Не будем останавливаться на символическом объяснении, или, вернее, разгадывании других пьес. На приведенных примерах ясно виден метод Метерлинка и три его главные отличительные черты. Во-первых, символизация, т. е. развитие основного сравнения в целую сеть образов, которые одухотворяются фантазией поэта и превращаются в действующих лиц, несколько напоминающих персонажи средневековых моралите. Во-вторых, стилизация, т. е. поэтическое обобщение действительной жизни, самый общий ее рисунок, подобно тому, как мы видим стилизованные рисунки цветов или деревьев, изображающие не тот или другой индивидуальный цветок, не определенное дерево, а поэтическую идею цветка или дерева вообще, — рисунки, возвращающие нас к наивному представлению детства и в то же время столь чуждые наивности.
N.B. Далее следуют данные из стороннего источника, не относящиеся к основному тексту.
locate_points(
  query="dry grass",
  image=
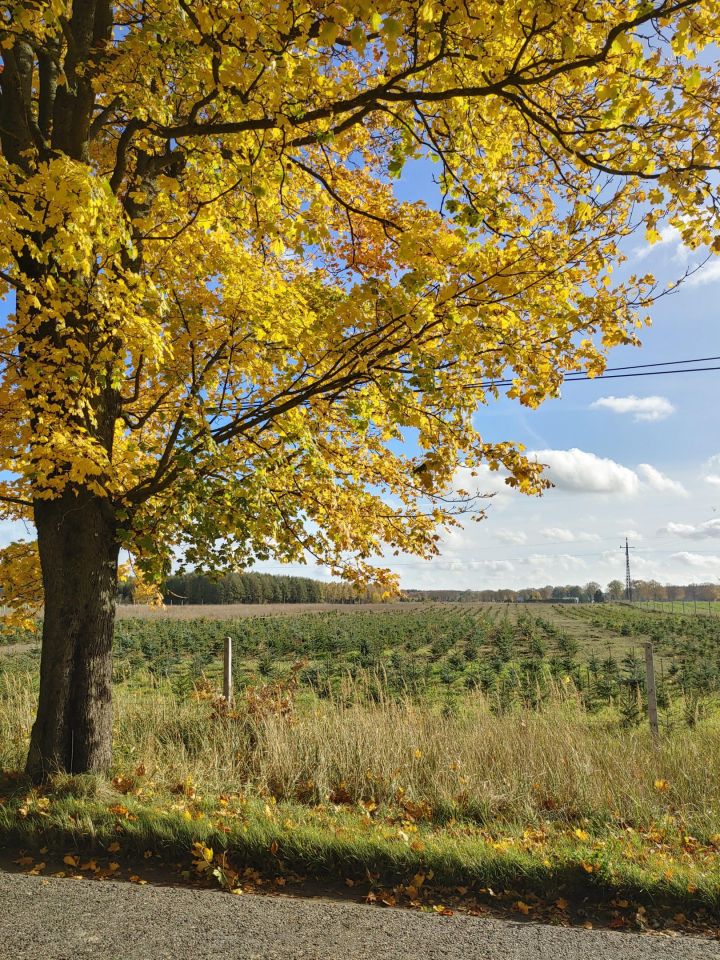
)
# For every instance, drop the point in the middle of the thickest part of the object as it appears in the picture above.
(522, 768)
Поэтому Метерлинк в своих драмах всю сложность душевной жизни сводит к двум самым общим чувствам: к страсти любви и к страху смерти.
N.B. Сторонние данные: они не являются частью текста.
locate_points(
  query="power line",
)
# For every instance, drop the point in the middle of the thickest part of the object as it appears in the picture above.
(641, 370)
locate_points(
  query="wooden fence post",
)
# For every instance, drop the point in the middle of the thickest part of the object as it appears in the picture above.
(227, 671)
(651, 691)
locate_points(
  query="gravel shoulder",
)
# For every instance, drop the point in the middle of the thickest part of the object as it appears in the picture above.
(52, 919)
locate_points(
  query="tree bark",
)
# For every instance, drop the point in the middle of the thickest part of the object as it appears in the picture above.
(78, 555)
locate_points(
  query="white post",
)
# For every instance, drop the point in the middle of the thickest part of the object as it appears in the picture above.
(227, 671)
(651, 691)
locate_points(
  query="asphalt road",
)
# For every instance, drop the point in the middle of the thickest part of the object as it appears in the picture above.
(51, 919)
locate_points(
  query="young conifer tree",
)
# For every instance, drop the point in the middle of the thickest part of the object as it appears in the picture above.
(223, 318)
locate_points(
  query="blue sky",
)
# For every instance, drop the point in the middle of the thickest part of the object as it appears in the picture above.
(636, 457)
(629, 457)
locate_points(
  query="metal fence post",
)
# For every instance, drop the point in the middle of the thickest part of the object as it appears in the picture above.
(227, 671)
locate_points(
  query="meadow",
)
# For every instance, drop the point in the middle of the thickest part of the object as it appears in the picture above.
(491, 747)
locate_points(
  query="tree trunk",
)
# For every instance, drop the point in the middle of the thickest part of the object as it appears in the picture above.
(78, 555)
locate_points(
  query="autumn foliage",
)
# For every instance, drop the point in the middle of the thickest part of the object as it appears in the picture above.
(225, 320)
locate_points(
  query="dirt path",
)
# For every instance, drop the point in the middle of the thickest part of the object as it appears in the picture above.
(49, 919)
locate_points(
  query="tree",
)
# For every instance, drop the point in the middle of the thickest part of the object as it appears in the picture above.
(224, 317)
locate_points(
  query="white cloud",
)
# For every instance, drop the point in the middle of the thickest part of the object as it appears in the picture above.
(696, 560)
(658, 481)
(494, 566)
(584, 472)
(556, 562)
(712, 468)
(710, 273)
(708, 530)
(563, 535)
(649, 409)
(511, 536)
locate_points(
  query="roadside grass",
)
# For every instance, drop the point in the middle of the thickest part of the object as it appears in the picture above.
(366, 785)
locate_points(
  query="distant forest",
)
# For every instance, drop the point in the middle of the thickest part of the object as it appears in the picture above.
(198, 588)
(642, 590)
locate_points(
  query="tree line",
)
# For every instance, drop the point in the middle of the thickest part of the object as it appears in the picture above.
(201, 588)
Третья черта метерлинковского метода может быть названа симплификацией и заключается в необыкновенном упрощении фабулы и языка, доведенного порой до наивного детского лепета.
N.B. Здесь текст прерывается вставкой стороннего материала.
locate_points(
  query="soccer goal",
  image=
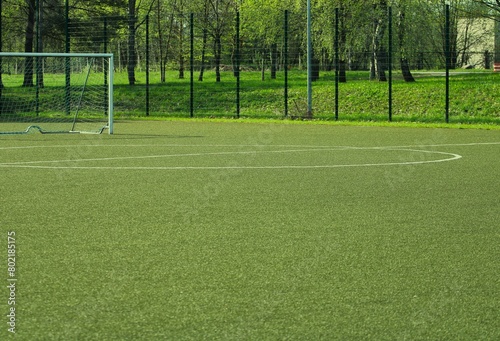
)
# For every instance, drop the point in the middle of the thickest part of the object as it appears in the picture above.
(56, 93)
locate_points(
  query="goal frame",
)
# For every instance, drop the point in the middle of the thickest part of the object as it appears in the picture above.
(109, 56)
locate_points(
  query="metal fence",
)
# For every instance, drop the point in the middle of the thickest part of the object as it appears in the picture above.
(188, 67)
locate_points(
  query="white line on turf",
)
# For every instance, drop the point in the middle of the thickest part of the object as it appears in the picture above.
(38, 164)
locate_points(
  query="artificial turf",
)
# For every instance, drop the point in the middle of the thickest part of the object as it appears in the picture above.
(176, 230)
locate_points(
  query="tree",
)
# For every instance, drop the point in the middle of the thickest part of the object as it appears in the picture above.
(401, 27)
(379, 52)
(133, 25)
(28, 42)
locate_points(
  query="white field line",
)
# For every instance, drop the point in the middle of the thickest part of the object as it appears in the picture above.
(37, 164)
(250, 145)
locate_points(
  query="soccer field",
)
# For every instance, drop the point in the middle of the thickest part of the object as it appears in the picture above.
(198, 230)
Я не берусь утверждать, что символически, обобщенно упрощенный метод Метерлинка верен и что ему следует подражать. Меня больше всего восхищает в драмах Метерлинка небывалая одухотворенная красота выведенных в них взрослых детей и атмосфера какой-то небесной доброты и чистоты, в которой происходит действие. Среди современных писателей Метерлинк похож на человека, который чудом попал бы на какую-то далекую планету, населенную смертными ангелами, и, вернувшись оттуда, стал бы рассказывать про них на нашем бедном человеческом языке. Читая Метерлинка, удивляешься не столько тому, где он видел изображаемых им ангелоподобных детей, сколько тому, что их судьба так глубоко нас трогает. Во всемирной литературе среди бесконечного множества изображенных поэтами всех типов и характеров, реальных и идеальных, персонажи Метерлинка, все эти Мелисанды, Селизеты, принцессы Мален, Ариадны, Беатрисы образуют какую-то отдельную группу, от которой исходит сияние и вокруг которой самый воздух как бы содрогается мелодически. Эти идеальные фигуры нельзя назвать сказочными, ибо сказочность предполагает причудливость и необычайность, но нельзя также упрекать автора в том, что они не похожи на действительность, ибо он и не выдает их за наблюдения. Они живут в каком-то мире, быть может, и невозможном, но о котором мы каким-то чудом все-таки кое-что знаем. Они как будто осуществили наши мечты и превратили наши смутные радости и горести в утонченнейший и чистейший эфир чувств. Нам вполне понятен удивленный восторг Октава Мирбо, который среди скептической суеты парижской жизни впервые прочел «Принцессу Мален». Казалось, чистые мечты детства давно умерли — и вдруг Метерлинк воскресил их более прекрасными, чем они сохранились в нашей памяти.